At one point Cunliffe has a nest of young birds, and he tells Agnes how he plans to torture them. Agnes takes a large stone and drops it on the nest, killing it instantly. If this is taken from real life, then we can imagine how painful it must have been for the animal loving Anne.
There can be little doubt that, whilst it is a work of fiction, Agnes Grey the novel does contain many scenes taken from Anne’s own experiences at Blake Hall and at Thorp Green. Apart from the many instances in the novel that have an obvious parallel in real life, we have letters from Charlotte to back up some of the scenes in the novel. For example, Agnes says: ‘A good birch rod might have been serviceable; but as my powers were so limited, I must make the best use of what I had.’ Charlotte writes, talking of Anne’s reports from Blake Hall: ‘The worst of it is that the little monkies are excessively indulged, and she is not empowered to inflict any punishment.’

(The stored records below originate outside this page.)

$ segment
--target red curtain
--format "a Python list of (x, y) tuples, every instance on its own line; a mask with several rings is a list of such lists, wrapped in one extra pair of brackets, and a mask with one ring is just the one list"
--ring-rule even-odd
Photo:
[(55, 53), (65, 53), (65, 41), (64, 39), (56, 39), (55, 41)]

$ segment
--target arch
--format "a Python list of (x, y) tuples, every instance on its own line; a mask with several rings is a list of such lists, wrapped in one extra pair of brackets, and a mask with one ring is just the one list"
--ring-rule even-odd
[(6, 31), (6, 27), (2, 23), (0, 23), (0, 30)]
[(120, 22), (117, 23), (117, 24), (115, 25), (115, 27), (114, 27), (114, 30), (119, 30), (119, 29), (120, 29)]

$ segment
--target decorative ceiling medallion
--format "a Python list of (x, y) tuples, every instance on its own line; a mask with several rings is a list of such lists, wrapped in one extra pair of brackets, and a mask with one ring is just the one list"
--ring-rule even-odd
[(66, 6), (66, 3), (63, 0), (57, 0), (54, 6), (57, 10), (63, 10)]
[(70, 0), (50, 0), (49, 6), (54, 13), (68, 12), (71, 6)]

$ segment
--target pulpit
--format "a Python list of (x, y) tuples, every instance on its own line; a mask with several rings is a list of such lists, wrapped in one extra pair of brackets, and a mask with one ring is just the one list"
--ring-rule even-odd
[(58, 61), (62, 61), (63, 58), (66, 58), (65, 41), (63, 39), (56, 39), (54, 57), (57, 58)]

Indeed, Anne herself, in her preface to the second edition of the Tenant of Wildfell Hall, defended herself against accusations that some of the wild scenes in the Bloomfield section of the book were false:
‘The story of Agnes Grey was accused of extravagant over-colouring in those very parts that were carefully copied from the life, with a most scrupulous avoidance of all exaggeration.’
Anne Brontë was finally dismissed from the role of governess to the Ingham family in December 1839, with the parents unhappy at the lack of educational progress made by their children under her tuition. Given their character and abilities, however, she had done well to last for as long as eight months.

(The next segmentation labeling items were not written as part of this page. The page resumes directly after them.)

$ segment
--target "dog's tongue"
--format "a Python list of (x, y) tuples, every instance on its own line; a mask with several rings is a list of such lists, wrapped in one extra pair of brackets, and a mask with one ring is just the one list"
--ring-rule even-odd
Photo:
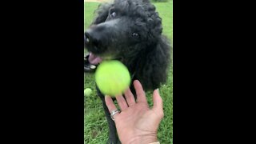
[(89, 60), (90, 63), (93, 64), (93, 65), (98, 65), (99, 62), (101, 62), (102, 61), (102, 59), (101, 58), (94, 55), (92, 53), (90, 53), (88, 60)]

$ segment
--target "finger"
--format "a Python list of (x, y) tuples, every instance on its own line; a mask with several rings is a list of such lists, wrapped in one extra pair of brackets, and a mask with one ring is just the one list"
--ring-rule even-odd
[(128, 107), (126, 99), (122, 97), (122, 95), (118, 95), (115, 97), (115, 98), (118, 101), (121, 110), (124, 110)]
[(110, 113), (111, 113), (112, 110), (117, 110), (117, 107), (114, 104), (111, 97), (106, 96), (105, 102), (106, 102), (106, 105), (107, 108), (109, 109)]
[(125, 97), (129, 106), (131, 106), (135, 104), (135, 99), (134, 94), (131, 93), (130, 89), (127, 89), (125, 91)]
[(162, 118), (164, 116), (163, 110), (162, 110), (162, 99), (159, 94), (159, 90), (154, 90), (153, 92), (153, 110), (158, 114), (159, 118)]
[(137, 94), (137, 102), (147, 102), (142, 84), (138, 80), (135, 80), (134, 86)]

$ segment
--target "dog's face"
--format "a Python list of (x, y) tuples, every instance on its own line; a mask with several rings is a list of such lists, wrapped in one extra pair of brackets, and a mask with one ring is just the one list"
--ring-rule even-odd
[(102, 59), (136, 55), (161, 36), (161, 18), (154, 10), (149, 2), (115, 1), (106, 10), (104, 21), (86, 30), (86, 48)]

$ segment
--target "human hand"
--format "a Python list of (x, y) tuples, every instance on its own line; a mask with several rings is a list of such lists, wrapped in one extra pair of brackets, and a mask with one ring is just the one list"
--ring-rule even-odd
[[(157, 142), (158, 128), (164, 115), (158, 90), (154, 90), (154, 106), (150, 109), (141, 83), (135, 80), (134, 86), (137, 102), (130, 89), (125, 92), (126, 101), (122, 95), (116, 97), (122, 110), (114, 116), (119, 139), (123, 144)], [(117, 110), (110, 97), (105, 97), (105, 100), (110, 113)]]

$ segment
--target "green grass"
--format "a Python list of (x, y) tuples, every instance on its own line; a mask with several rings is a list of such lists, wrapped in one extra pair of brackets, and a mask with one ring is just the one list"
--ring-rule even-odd
[[(163, 34), (170, 41), (173, 40), (172, 1), (167, 2), (154, 2), (154, 6), (162, 18)], [(94, 18), (94, 11), (98, 7), (97, 2), (85, 2), (84, 28), (87, 28)], [(84, 140), (85, 143), (106, 143), (108, 138), (108, 127), (102, 102), (95, 90), (94, 74), (85, 73), (85, 88), (93, 90), (90, 97), (85, 97)], [(158, 137), (161, 143), (173, 143), (173, 70), (169, 70), (169, 76), (166, 85), (160, 88), (160, 94), (164, 104), (164, 118), (162, 119)], [(153, 106), (152, 91), (146, 93), (150, 106)]]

So what became of the Inghams? We know that Cunliffe and Mary as adults were both notorious for their vile tempers, although Cunliffe channelled his by becoming an officer in the army and serving in the Crimean war.
We also have a definitive account of an instance when Anne finally lost her patience with her charges. The story was told by Mary Ingam, mother of the children, to her grandaughter Gertrude Elizabeth Brooke, who in turn published it in the Mirfield parish church magazine:
‘One day grandmother, Mary Ingham, went into the schoolroom and found two of her children tied to opposite table legs while Anne wrote.’

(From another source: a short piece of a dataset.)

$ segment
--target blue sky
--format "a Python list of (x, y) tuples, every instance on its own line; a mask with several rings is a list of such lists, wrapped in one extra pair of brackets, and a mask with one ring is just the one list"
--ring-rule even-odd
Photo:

The Ingham family went into decline, and the imposing and now old Blake Hall became too expensive to maintain. It was demolished in the 1950s, but the place where it stood in Mirfield is now home to the Blake Hall Estate centred upon Blake Hall Drive. Running off in one direction from this long, broad avenue are Ingham Garth, Ingham Close, and Ingham Croft, while to the south of the road are Brontë Close, Brontë Grove, and Brontë Way.
Mirfield hasn’t forgotten its connections with the brilliant writer who learned and taught there, but in death, as in life, Anne Brontë and the Inghams are on opposite sides of the divide.